The union’s position — that another employee committed a crime and got away with it, so this one should, too — has been upheld by the highest civil service rules arbiters, and has created a vicious Catch-22 where the department’s prior indefensible inaction against bad employees has handcuffed it from taking action now against other scofflaws.

The same reasoning was used by the Merit Systems Protection Board (MSPB) to justify reinstating VA executives Diana Rubens and Kim Graves after they swindled hundreds of thousands of dollars by bullying others out of jobs and then cashing in on relocation bonuses to take the jobs themselves.

“There is a significant problem created by the inconsistent treatment of a comparable employee, and that this makes the penalty unreasonable under the circumstances,” an MSPB judge wrote.

Axel Roman, a spokesman for the VA Puerto Rico hospital, told The Daily Caller News Foundation that recent violent crime convictions don’t disqualify someone from working for the VA.

“Criminal prosecution or conviction for off-duty misconduct does not automatically disqualify an individual from federal employment. The administrative discipline process for poor performance or misconduct on the job, operates distinctly from the administrative process associated with off-the-job misconduct.  Accordingly, one is not necessarily impacted by the other,” Roman told TheDCNF.

A different logic was deployed after the hospital’s director, DeWayne Hamlin, was arrested on suspicion of drunk driving and found in possession of painkillers. He refused to tell police where he got the pills. The diversion of painkillers from VA hospitals for recreational uses has been a major and deadly problem for the VA.

The DWI charge against Hamlin was dismissed because of concerns over the legality of the traffic stop. If discipline and criminal charges are unrelated, as the VA now contends, it could have launched an unrelated internal investigation into whether Hamlin stole drugs. But instead, it used the criminal case’s dismissal to say no administrative action would be taken.

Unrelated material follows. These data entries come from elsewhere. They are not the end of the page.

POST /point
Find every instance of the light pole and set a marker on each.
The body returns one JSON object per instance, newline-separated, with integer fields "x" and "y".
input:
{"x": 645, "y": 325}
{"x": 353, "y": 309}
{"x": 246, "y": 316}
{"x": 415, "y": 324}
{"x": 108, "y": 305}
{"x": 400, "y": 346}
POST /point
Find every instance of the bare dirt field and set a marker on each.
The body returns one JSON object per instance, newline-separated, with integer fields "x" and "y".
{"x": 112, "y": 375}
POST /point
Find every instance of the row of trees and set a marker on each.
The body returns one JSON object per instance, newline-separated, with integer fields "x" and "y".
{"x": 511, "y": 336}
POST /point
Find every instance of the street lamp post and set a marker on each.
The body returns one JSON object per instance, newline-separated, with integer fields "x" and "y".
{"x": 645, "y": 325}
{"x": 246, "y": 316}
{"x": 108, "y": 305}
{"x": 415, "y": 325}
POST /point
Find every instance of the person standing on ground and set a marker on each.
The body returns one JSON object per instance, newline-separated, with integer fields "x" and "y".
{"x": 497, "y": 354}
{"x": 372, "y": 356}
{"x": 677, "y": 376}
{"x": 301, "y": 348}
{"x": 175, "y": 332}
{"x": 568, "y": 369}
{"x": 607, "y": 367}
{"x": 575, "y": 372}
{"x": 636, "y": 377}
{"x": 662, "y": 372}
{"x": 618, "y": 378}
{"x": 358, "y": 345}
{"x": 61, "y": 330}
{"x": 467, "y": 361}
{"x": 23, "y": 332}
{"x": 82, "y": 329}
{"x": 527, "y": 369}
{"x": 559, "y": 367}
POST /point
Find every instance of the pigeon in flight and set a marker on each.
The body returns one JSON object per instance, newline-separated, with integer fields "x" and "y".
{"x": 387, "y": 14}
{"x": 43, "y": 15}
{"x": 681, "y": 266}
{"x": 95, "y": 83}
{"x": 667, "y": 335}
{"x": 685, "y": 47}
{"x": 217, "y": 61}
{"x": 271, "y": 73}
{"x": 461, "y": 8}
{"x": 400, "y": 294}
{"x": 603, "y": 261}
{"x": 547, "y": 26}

In another case, VA has been paying a nurse’s aide charged with manslaughter of a veteran, citing the inter-relation between criminal and disciplinary matters, at least when it can be used to avoid discipline, such as waiting for a conviction. The union lawyer for another federal employee caught on video stealing from the government argued that disciplinary action can’t take place unless an employee is convicted in court, yet if there is no criminal case, then one can’t be disciplined because the action might unfairly convince prosecutors to build one.

Eugene Lugo, the AFGE local president in Puerto Rico, hung up the phone when TheDCNF asked him about the Rivera case. James Hutton, VA’s chief spokesman in Washington, D.C. did not respond to a request for comment.

Rivera answered her work phone but declined to discuss her criminal conviction.